If Europeans, for their part, are more forgiving of the violent crime statistics associated with a poorer Brazil, they are quick to deplore the relatively high levels seen in the United States, which is admittedly not one of America's most attractive features. For some Europeans, it's another reason to dislike the Bush Administration and all it stands for, even when the problem and its related cultural and constitutional issues really require a deeper examination.

Glorifying guns

In contrast to old Europe, where in some countries only noblemen were allowed to bear personal arms and where today gun ownership is highly restricted, the young American Republic enshrined the right of all citizens to own guns — and encouraged them to do so.

Historical research shows, however, that privately-owned firearms remained both rare and expensive until the Civil War era, when mass industrial production of cheap rifles and pistols made them widely available in the millions.

Perhaps as a result of all this, the settlement of the American West to the Pacific was wild and dangerous at times, in contrast to the order and decorum enforced north of the border by red tunic-clad constables of the Royal Canadian Mounted Police.

Later, in the early 20th century, the bravado of American gangsters was romanticized in book and film around the world, and in the Second World War, Swedish-made Bofors anti-aircraft guns were jocularly dubbed "Chicago Pianos" by British sailors in homage of such gritty desperadoes as Al Capone.

Simply exaggerated?

No wonder that, at times, Europeans don't know whether to find the American gun and crime story alluring, repellent — or simply exaggerated.

But it was in Canada that I found a very different set of characteristics and parallels, beginning with that famed police force that is arguably the main national symbol for a country that is constitutionally committed to "peace, order and good government" — rather than the U.S. version of life, liberty and the pursuit of happiness.

Unlike the United States, Canada has a distinctive blend of flavors (or should I say flavours?) that are closer to their original forms.

Right at home

To over-simplify Canada, you take some unadulterated Anglo-Scottish rectitude, caution and intonation, throw in a good helping of rugged French-Canadian spirit, a hint of the Ukrainian steppe, a bit of transnational progressivism and a dash of pure Hong Kong, the Punjab — and the West Indies.

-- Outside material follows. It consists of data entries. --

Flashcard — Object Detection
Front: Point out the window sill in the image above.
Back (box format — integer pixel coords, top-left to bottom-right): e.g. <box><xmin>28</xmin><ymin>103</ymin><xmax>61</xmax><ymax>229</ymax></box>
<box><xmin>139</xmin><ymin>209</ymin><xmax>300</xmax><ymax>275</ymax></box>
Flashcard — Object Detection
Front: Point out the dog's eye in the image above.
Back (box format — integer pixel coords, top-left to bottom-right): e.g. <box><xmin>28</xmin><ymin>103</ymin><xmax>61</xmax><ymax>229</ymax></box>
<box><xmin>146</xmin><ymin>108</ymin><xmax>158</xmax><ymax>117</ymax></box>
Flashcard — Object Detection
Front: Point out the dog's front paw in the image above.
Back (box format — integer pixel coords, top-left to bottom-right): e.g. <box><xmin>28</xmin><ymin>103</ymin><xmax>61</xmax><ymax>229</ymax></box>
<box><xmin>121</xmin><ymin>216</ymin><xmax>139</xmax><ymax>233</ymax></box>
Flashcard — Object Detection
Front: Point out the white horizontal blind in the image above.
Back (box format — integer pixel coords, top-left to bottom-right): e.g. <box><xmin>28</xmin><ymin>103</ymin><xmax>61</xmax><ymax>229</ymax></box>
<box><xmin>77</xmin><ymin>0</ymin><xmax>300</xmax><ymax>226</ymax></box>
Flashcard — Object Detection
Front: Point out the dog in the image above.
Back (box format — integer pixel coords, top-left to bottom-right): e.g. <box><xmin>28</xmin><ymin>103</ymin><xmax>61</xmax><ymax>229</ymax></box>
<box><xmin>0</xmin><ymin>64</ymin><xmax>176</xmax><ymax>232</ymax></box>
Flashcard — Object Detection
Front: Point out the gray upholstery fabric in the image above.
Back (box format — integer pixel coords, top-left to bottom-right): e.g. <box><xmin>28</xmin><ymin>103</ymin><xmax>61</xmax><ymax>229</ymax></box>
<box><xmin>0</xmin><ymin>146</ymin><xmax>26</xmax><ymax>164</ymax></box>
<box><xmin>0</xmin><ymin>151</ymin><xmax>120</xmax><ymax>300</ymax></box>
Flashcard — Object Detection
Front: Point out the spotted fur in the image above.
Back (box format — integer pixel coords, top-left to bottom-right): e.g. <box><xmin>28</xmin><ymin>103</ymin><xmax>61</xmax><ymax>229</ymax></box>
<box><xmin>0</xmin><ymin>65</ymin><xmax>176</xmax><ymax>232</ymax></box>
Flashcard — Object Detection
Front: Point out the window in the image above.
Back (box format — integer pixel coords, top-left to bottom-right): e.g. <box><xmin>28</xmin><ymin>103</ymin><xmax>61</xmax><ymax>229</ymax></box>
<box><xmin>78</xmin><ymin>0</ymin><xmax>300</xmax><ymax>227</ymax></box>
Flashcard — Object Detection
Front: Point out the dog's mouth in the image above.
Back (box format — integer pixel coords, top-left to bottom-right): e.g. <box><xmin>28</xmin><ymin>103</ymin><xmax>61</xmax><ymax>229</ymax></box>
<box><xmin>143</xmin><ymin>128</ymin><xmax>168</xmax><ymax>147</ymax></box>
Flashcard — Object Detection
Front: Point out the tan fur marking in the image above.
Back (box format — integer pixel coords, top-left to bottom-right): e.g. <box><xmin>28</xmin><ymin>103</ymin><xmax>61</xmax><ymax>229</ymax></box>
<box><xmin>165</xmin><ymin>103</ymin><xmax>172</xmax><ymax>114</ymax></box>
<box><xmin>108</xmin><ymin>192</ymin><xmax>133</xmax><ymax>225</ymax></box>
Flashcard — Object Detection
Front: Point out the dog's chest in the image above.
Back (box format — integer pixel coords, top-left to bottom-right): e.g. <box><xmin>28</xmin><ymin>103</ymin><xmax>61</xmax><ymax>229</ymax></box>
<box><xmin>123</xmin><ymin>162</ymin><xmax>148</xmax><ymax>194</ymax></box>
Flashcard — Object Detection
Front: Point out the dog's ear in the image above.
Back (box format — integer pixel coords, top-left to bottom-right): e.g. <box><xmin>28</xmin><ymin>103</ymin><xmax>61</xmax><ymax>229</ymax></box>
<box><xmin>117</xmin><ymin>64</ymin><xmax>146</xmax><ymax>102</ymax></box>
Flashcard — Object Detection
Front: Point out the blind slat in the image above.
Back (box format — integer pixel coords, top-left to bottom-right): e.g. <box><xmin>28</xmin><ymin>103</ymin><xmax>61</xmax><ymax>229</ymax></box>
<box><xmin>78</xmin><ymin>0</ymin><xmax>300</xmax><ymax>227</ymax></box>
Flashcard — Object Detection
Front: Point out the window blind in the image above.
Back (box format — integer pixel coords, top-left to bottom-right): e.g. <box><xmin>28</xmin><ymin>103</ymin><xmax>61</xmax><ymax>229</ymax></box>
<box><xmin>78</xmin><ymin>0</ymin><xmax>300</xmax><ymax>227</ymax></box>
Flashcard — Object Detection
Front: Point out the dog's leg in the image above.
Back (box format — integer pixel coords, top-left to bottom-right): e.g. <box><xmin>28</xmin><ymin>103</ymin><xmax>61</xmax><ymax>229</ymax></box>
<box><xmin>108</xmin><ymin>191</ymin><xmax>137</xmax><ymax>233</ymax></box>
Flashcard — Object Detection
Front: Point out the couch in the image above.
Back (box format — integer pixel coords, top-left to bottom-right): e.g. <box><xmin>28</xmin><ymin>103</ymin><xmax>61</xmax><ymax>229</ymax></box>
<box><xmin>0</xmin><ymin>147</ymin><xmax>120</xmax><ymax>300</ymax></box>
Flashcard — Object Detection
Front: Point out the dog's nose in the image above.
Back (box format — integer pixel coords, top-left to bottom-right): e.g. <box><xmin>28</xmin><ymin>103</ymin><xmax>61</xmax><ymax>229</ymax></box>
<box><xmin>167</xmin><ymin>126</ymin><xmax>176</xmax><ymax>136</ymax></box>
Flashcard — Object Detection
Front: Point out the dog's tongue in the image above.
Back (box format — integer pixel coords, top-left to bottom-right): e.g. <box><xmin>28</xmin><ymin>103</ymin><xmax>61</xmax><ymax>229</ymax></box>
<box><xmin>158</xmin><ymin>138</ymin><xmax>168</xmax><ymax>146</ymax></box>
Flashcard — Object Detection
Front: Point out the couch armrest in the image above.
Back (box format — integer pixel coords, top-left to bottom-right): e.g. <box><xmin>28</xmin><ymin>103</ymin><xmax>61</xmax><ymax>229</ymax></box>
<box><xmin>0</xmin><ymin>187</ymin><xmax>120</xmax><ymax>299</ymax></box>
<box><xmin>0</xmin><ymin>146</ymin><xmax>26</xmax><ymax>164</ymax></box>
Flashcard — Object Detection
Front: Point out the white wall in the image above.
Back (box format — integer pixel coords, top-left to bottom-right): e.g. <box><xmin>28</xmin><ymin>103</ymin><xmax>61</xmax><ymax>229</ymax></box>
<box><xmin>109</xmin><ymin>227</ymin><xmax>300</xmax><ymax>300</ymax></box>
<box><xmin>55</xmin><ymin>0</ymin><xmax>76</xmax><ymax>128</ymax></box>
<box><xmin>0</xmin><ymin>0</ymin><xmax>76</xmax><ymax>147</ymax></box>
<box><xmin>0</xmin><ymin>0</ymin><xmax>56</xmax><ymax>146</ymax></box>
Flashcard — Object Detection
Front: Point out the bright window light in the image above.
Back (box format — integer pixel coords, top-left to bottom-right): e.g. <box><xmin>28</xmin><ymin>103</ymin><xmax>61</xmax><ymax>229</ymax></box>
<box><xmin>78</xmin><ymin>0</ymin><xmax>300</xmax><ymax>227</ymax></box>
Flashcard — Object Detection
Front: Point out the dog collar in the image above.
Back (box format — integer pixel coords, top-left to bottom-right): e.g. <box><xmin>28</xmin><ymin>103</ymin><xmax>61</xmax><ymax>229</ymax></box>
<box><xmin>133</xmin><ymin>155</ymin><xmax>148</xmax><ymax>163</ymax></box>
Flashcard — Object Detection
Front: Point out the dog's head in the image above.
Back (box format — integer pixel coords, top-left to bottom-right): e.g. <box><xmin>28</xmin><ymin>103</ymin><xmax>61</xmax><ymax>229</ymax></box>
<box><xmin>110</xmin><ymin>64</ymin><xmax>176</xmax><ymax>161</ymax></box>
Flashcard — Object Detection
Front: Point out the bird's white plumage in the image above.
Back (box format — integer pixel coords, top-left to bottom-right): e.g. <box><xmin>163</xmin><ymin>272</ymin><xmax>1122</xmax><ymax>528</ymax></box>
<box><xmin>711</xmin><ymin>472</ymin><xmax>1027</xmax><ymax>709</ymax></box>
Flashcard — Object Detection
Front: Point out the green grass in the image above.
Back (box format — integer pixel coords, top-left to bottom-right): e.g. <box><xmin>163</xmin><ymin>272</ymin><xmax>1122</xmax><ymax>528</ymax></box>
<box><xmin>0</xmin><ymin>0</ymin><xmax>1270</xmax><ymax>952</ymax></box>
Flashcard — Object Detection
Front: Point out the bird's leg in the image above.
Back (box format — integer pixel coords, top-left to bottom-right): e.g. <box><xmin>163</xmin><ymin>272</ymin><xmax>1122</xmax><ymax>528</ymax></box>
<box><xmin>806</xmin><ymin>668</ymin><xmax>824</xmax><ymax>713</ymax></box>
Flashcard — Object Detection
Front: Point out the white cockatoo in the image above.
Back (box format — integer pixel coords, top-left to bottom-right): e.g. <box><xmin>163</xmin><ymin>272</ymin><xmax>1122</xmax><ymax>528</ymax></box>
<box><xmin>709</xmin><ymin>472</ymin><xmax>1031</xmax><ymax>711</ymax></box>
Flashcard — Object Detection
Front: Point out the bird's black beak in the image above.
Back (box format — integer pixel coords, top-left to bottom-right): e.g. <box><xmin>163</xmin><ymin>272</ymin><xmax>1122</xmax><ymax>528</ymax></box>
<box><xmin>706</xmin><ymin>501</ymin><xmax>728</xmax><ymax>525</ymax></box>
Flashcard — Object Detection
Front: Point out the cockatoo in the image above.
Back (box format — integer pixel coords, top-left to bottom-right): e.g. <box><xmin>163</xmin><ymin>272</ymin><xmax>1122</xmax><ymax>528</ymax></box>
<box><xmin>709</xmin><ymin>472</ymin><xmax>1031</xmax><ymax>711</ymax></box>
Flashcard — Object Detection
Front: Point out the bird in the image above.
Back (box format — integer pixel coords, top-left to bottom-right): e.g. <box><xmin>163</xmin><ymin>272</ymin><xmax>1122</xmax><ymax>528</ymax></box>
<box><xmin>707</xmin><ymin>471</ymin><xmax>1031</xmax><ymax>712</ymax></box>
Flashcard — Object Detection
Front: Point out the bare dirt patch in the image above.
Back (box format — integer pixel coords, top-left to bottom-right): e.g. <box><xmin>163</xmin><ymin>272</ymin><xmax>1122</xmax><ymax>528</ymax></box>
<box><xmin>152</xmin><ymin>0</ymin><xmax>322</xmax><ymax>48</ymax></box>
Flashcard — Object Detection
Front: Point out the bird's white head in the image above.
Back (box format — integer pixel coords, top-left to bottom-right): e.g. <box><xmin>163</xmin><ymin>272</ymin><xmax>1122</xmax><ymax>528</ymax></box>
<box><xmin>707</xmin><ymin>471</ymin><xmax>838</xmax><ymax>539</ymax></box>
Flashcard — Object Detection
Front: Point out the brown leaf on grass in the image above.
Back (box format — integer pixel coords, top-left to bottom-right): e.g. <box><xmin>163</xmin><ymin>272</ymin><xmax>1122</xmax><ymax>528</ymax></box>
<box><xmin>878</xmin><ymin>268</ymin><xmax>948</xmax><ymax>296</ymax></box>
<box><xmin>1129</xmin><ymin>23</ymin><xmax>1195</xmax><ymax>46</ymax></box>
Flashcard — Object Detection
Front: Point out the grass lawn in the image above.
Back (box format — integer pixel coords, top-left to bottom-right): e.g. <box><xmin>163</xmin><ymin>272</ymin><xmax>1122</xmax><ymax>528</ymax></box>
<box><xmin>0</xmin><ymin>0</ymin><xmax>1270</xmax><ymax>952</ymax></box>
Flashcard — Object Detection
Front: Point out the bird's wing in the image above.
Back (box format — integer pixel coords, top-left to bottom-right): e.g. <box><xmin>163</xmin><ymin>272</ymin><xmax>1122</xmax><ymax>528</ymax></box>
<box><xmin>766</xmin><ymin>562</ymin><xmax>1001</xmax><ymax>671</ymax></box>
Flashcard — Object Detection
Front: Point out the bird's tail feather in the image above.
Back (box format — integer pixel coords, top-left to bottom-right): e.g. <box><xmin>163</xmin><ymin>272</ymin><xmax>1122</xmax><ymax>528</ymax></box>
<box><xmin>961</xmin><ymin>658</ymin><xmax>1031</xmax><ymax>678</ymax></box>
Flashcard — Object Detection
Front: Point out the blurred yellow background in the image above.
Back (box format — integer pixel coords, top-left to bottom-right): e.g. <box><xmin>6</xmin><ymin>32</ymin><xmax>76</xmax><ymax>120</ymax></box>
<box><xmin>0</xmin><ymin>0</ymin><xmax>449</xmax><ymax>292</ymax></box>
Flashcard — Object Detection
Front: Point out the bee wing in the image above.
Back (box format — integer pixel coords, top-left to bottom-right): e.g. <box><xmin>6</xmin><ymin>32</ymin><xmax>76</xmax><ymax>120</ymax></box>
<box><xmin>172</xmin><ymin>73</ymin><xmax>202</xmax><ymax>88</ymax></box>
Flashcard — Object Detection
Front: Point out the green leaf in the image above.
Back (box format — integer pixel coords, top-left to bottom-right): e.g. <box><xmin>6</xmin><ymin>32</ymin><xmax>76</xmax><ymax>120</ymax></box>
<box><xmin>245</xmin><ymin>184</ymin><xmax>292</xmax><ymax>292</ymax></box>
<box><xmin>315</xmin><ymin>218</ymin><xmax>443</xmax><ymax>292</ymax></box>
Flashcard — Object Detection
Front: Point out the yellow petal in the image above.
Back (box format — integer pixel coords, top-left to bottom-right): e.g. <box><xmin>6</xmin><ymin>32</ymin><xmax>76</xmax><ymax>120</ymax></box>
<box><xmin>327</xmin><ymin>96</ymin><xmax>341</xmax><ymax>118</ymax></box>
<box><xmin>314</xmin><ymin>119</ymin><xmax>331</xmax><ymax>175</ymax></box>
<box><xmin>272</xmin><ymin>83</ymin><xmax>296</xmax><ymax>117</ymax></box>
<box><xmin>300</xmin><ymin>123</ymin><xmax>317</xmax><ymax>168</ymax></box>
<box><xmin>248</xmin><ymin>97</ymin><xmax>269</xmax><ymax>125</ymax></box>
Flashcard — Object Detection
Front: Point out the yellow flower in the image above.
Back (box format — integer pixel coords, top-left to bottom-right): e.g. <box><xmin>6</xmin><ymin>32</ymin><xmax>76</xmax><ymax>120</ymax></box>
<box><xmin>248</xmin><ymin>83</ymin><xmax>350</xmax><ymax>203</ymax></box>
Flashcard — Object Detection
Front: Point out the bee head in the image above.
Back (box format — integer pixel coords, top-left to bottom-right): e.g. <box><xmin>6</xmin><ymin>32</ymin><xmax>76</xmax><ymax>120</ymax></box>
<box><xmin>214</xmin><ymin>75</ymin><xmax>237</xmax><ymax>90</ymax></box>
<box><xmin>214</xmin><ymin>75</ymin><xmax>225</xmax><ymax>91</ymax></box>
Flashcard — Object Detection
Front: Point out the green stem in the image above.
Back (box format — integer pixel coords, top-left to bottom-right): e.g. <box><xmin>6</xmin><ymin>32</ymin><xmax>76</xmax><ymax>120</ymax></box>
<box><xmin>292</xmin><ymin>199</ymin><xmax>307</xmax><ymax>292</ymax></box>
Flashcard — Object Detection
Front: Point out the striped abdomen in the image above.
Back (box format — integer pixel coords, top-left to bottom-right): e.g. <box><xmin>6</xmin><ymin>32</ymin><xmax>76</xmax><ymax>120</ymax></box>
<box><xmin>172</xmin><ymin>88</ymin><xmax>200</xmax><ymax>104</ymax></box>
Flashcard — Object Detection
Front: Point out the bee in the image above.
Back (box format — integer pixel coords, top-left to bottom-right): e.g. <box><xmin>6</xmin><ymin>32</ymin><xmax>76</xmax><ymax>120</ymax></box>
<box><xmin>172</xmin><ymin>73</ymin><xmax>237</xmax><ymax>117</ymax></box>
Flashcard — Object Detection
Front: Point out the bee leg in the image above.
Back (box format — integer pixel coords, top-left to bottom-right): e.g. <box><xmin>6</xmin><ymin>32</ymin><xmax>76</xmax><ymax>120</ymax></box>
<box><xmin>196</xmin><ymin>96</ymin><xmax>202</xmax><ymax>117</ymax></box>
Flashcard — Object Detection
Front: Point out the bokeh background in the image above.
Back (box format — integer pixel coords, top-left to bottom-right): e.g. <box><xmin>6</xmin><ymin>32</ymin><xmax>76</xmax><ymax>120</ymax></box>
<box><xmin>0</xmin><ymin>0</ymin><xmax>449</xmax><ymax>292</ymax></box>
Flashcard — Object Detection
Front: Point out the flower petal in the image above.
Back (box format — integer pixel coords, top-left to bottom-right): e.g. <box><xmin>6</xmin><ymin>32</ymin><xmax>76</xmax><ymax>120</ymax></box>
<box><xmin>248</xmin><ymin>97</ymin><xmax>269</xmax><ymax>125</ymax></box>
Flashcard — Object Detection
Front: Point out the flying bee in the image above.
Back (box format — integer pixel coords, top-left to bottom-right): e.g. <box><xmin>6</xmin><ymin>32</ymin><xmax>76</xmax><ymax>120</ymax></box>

Not surprisingly, many Europeans and Asians feel at home right off the bat in Canada, even as the United States feels somewhat alien — and for that reason more exciting.

The Chilean cousin

Canada's Latin American cousin, in my view, must be Chile (save for the militarist episodes in Chile). Both are successful global natural resource powerhouses, and also remained socially conservative for a very long time before embarking on "quiet revolutions" (Canada in the 1960's, Chile more recently).

Yet, as concerns the realm of politics, one finds a bit more of Ottawa in Mexico City, with Canada's long-ruling Liberal Party seeming at times to be a cleaner "PRI of the North."

Near-permanent ruling coalitions do attract talented and energetic people — as was the case in Canada — even as the temptations of ambition, complacency and corruption build over time.

Royal roots

In January 2006, the result was the ousting of the Liberals and a new Tory prime minister for Canada, Stephen Harper, who seemed pleased to take the traditional oath to Her Majesty The Queen — a symbolic act not seen in what is now the United States since the 1770s.

So all in all, European connections and traditions do live on in the “New” World, but as this quick survey demonstrates, European are well-advised to dig a bit deeper before expressing puzzlement or irritation.